Before we set out to fly thousands of kilometres across the sea ice with the EM Bird slung underneath our airship, we want to make sure the instrument is accurate by calibrating it on a plot if ice whose thickness has already been determined. We will choose a calibration zone that is as representative as possible of the different sea-ice morphologies so that EM Bird measurements are ground-truthed on “real-life” terrain. Surface topography will be carried out using a laser scanner and aerial photo-grammetry:
Laser scanner
Fine-scale high-precision topographic surveys are carried out using a land-based laser scanner. This is a motorised laser that scans the surface via a mirror able to be guided in both horizontal and vertical angles. As the speed of light is known, the time that a laser pulse takes to travel to and from a reflecting feature tells us the exact distance of that point and thus its 3D coordinates as well. This type of instrument has an accuracy of about 5 mm for an object within a radius of 250 metres, and it can measure several thousand points per second. The laser scanner generates a digital model of the surrounding surface directly and in real time, but it can only measure features in its line of sight.

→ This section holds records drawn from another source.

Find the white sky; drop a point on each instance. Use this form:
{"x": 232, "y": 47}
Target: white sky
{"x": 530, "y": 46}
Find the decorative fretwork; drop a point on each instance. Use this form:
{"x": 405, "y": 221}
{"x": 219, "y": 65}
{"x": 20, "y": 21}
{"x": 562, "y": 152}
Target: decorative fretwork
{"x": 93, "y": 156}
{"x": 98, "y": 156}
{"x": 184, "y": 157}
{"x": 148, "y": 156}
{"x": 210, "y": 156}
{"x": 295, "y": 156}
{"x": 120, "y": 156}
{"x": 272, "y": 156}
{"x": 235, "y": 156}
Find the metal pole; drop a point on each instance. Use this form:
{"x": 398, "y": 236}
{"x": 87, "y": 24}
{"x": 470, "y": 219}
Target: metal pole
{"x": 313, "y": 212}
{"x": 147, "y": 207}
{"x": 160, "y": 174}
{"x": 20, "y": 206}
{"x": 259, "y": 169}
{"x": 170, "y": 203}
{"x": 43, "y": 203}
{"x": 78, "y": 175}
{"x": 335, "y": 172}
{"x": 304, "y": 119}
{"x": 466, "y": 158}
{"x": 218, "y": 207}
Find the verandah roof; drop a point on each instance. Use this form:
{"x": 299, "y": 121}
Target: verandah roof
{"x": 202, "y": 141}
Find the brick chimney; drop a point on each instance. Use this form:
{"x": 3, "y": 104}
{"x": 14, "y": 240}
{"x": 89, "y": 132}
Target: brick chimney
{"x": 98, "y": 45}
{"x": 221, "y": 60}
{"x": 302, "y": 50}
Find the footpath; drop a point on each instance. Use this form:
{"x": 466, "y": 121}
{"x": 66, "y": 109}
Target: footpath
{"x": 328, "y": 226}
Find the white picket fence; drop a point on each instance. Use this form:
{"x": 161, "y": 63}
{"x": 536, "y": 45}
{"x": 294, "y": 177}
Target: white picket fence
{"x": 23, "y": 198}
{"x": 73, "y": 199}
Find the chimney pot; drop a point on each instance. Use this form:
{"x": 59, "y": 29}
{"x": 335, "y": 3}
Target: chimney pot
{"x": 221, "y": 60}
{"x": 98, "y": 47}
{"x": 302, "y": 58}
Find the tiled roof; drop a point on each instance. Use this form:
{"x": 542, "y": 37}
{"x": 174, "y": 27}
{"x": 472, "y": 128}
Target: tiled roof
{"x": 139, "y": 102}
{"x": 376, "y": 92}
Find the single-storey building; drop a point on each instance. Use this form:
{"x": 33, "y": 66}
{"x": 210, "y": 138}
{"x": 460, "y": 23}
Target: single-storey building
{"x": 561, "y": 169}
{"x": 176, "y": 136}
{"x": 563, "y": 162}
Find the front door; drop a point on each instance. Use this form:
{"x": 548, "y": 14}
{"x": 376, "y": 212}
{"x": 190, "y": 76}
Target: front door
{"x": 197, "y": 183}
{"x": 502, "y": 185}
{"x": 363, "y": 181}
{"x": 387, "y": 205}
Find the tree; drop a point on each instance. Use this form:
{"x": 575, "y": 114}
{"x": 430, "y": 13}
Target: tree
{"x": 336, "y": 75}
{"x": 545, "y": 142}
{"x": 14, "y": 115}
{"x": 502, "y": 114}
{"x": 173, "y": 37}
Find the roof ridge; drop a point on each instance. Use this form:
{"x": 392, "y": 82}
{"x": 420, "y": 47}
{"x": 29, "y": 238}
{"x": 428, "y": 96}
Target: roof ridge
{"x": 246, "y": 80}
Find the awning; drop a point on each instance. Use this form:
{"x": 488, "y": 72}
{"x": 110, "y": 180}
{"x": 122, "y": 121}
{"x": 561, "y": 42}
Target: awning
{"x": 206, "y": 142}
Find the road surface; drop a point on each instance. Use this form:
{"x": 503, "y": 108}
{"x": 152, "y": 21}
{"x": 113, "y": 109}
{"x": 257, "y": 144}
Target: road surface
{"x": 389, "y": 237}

Given that the surface of the ice pack is sometimes broken and jagged, the scanner will have to be set up in several different places to ensure that all the “hidden” features are covered.

Aerial photo-grammetry
Topography of larger areas of the ice pack will be surveyed by taking stereoscopic aerial photos (with each one overlapping the previous photo by 60%), using previously calibrated digital cameras. With this method, surface topography can be reconstituted with an accuracy of about 5 cm from a flying height of 100 metres. Aerial topography is much quicker to carry out than using laser scanners and it covers a much wider area while providing archives of the zone surveyed. But it takes much longer to process the data so interpretation would have to be carried out after the expedition is completed. This technique can be implemented from the airship while the EM Bird takes its own measurements, thus providing archives of the area overflown during the 2008 expedition.
Surface topography will be superimposed on a grid of the measurements obtained by the ROV, thus generating a 3D profile of the area of sea ice being surveyed. This profile will then be used to calibrate the EM-Bird.